Ransomware group claims breach at Microsoft, leaks sources codes of Cortana and Bing

After Nvidia and Samsung, notorious ransomware group Lapsus$ claims it has stolen and leaked data related to Microsoft applications such as Cortana, Bing, and Bing Maps.

In a Telegram post, the hacker group alleged, "Leak of some Bing, Bing maps and Cortana source code- Bing maps is 90% complete dump. Bing and Cortana around 45%.”

The group claims it has hacked into an Azure DevOps server and gained access to the repositories of these applications, according to a VentureBeat report.

Microsoft has not confirmed the breach of Azure DevOps servers or leak of its source codes but is reportedly looking into the claims made by the hackers. However, several security researchers believe the leaked data belongs to Microsoft.

Dumping stolen data that often includes critical information such as source codes of applications has become a trend among cybercriminals. By sharing the data partially, hacker groups are trying to pressurise companies into paying a ransom to prevent them from leaking all the data online.

Also read: Nvidia counter-hacks ransomware gang, but the group had already backed up stolen data

Over the last few months, Lapsus$ has used the same tactic on several big tech companies including Samsung, Nvidia, and Ubisoft.

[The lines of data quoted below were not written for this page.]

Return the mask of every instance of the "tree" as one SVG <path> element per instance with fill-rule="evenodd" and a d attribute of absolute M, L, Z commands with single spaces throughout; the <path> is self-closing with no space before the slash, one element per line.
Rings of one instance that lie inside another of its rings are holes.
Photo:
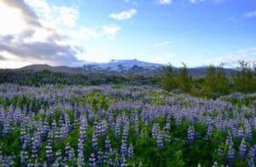
<path fill-rule="evenodd" d="M 178 73 L 178 88 L 184 92 L 189 92 L 191 89 L 192 78 L 189 74 L 187 66 L 183 63 L 183 66 L 180 69 Z"/>
<path fill-rule="evenodd" d="M 235 90 L 243 93 L 256 91 L 256 77 L 249 63 L 244 60 L 239 62 L 239 72 L 233 76 Z M 255 66 L 253 65 L 255 71 Z"/>
<path fill-rule="evenodd" d="M 164 67 L 164 76 L 162 78 L 164 89 L 170 91 L 177 89 L 177 75 L 174 72 L 173 66 L 169 63 Z"/>

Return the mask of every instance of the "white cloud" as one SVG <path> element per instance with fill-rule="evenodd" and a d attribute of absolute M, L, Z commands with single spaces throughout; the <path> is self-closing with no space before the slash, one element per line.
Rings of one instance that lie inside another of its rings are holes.
<path fill-rule="evenodd" d="M 165 42 L 161 42 L 161 43 L 158 43 L 156 44 L 154 44 L 153 47 L 154 48 L 160 48 L 162 46 L 166 46 L 166 45 L 170 45 L 172 43 L 170 41 L 165 41 Z"/>
<path fill-rule="evenodd" d="M 202 3 L 205 2 L 205 0 L 190 0 L 191 3 Z"/>
<path fill-rule="evenodd" d="M 160 4 L 171 4 L 172 0 L 158 0 L 158 3 Z"/>
<path fill-rule="evenodd" d="M 0 23 L 0 35 L 19 34 L 29 26 L 26 20 L 23 20 L 20 10 L 15 8 L 9 8 L 1 2 Z"/>
<path fill-rule="evenodd" d="M 248 63 L 256 63 L 256 47 L 247 48 L 236 51 L 236 53 L 217 56 L 205 60 L 204 62 L 213 65 L 224 63 L 226 67 L 236 67 L 239 60 Z"/>
<path fill-rule="evenodd" d="M 110 14 L 109 17 L 118 20 L 131 19 L 137 14 L 137 9 L 131 9 L 127 11 L 122 11 L 119 14 Z"/>
<path fill-rule="evenodd" d="M 109 39 L 114 39 L 118 32 L 121 30 L 120 27 L 115 25 L 107 25 L 102 26 L 103 33 L 108 35 Z"/>
<path fill-rule="evenodd" d="M 246 13 L 244 14 L 247 18 L 256 17 L 256 10 Z"/>
<path fill-rule="evenodd" d="M 166 54 L 163 55 L 156 56 L 154 62 L 160 63 L 160 64 L 167 64 L 168 62 L 172 62 L 174 55 L 172 54 Z"/>
<path fill-rule="evenodd" d="M 40 16 L 40 22 L 51 27 L 75 27 L 79 19 L 79 9 L 76 6 L 56 6 L 46 0 L 25 0 Z"/>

In the case of Samsung, the hacker group allegedly leaked 200GB worth of confidential data that included the source code of the company’s Galaxy smartphones. According to a Bleeping Computer report, the leaked Microsoft data is worth 37GB and includes source codes of over 250 projects.

In a rare moment, Nvidia, after being targeted by Lapsus$ in mid-February, retaliated by hacking the group’s systems to prevent it from leaking the stolen data. Nvidia had earlier said that the hackers had stolen 1TB of data that included proprietary information such as source codes of DLSS rendering system and design of new GPUs.

According to a July 2021 report on the cost of data breaches by IBM Security, the average cost incurred by companies on data breaches has grown to $4.24 million per incident, up from $3.86 million in 2020. In the case of massive data breaches involving large multinational companies where over 50-65 million records were leaked, the average cost was $401 million.